Sep 11 22:39:45 matrix node[6394]: INFO 22:39:45:821 [Config] Prefilling room membership for permissions for 0 rooms
Sep 11 22:39:49 matrix node[6394]: ERROR 22:39:49:375 [ConnectionManager] User @_hookshot:opensuse.org is disallowed to manage state for generic in !NXyYLakNWAIiSBMuWD:opensuse.org
Sep 11 22:39:51 matrix node[6394]: INFO 22:39:51:918 [Bridge] All connections loaded
Sep 11 22:39:51 matrix node[6394]: INFO 22:39:51:921 [Bridge] Bridge is now ready. Found 4 connections
Sep 11 22:41:39 matrix node[6394]: INFO 22:41:39:380 [Appservice] Processing transaction 4645132
Sep 11 22:41:39 matrix node[6394]: INFO 22:41:39:382 [Appservice] Processing event of type m.room.member
Sep 11 22:41:39 matrix node[6394]: INFO 22:41:39:387 [Appservice] 127.0.0.1 - - [11/Sep/2023:22:41:39 +0000] "PUT /_matrix/app/v1/transactions/4645132?access_token=%3Credacted%3E HTTP/1.1" 200 2 "-" "Synapse/1.90.0"
Sep 11 22:41:39 matrix node[6394]: INFO 22:41:39:412 [Appservice] Processing transaction 4645138
Sep 11 22:41:39 matrix node[6394]: INFO 22:41:39:412 [Appservice] Processing event of type m.room.member
Sep 11 22:41:39 matrix node[6394]: INFO 22:41:39:413 [Appservice] 127.0.0.1 - - [11/Sep/2023:22:41:39 +0000] "PUT /_matrix/app/v1/transactions/4645138?access_token=%3Credacted%3E HTTP/1.1" 200 2 "-" "Synapse/1.90.0"
Sep 11 22:41:39 matrix node[6394]: INFO 22:41:39:441 [Appservice] Processing transaction 4645190
Sep 11 22:41:39 matrix node[6394]: INFO 22:41:39:441 [Appservice] Processing event of type m.room.member
Sep 11 22:41:39 matrix node[6394]: INFO 22:41:39:442 [Appservice] 127.0.0.1 - - [11/Sep/2023:22:41:39 +0000] "PUT /_matrix/app/v1/transactions/4645190?access_token=%3Credacted%3E HTTP/1.1" 200 2 "-" "Synapse/1.90.0"
About whether we need to report something to upstream. I'm just not sure.

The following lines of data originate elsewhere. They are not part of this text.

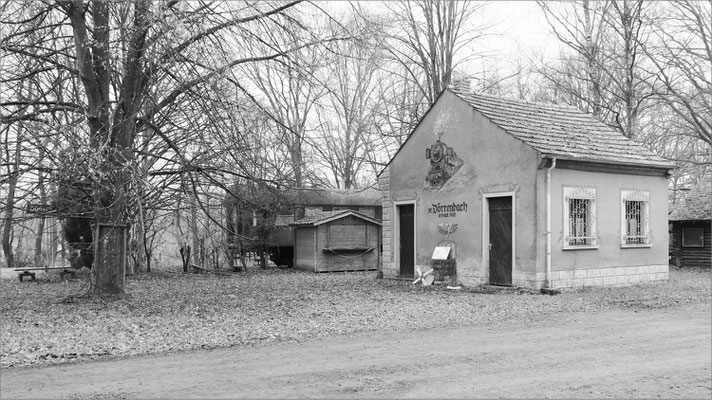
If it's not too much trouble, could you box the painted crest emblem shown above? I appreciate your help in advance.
[425,140,463,188]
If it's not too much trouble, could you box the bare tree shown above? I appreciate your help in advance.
[645,0,712,147]
[2,1,340,293]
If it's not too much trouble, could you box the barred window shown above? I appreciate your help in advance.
[621,190,650,246]
[564,186,598,248]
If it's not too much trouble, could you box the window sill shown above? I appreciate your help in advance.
[621,244,653,249]
[561,244,598,251]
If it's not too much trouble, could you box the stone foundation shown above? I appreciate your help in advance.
[551,264,669,288]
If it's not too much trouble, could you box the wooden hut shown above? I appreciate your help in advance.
[668,175,712,268]
[290,210,381,272]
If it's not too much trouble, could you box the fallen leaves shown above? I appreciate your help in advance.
[0,269,710,368]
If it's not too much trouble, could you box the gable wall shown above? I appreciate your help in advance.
[381,92,539,285]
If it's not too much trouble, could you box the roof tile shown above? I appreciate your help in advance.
[449,86,674,168]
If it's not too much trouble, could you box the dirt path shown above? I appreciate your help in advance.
[0,304,712,399]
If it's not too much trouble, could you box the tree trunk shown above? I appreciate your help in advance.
[2,131,23,268]
[35,167,49,267]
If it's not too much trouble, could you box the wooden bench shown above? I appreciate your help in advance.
[15,267,76,282]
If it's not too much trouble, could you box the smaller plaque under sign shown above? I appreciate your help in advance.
[431,246,450,260]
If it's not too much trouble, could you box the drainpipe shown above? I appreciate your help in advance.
[546,157,556,289]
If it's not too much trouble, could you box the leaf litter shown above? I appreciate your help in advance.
[0,268,712,369]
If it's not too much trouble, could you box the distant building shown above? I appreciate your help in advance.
[669,175,712,268]
[379,88,674,288]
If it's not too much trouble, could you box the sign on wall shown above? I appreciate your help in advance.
[428,201,467,218]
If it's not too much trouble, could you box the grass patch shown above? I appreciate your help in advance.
[0,268,712,368]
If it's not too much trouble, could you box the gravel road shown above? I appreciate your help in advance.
[0,303,712,399]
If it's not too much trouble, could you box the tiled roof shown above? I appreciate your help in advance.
[289,210,381,226]
[448,86,674,168]
[668,175,712,221]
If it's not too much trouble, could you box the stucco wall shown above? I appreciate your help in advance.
[379,92,668,288]
[551,169,669,286]
[381,92,539,285]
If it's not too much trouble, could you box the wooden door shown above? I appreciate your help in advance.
[398,204,415,278]
[487,196,512,286]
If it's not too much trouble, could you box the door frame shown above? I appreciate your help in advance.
[391,200,418,276]
[482,191,517,286]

Updated by luc14n0 12 months ago
- Status changed from New to Resolved
- % Done changed from 50 to 100
The Hookshot bridge seems to be fixed. Of course at this moment other issues started to crop up and make the homeserver unstable.
And about the CPU spikes I mention in the title of the ticket, I realized that the spikes I saw at the time I was taking a look at the Hookshot bridge were normal after all, and within the range of what we could call "normal" average load (~50%) for a 6-core system.
So I'd say we can close this ticket.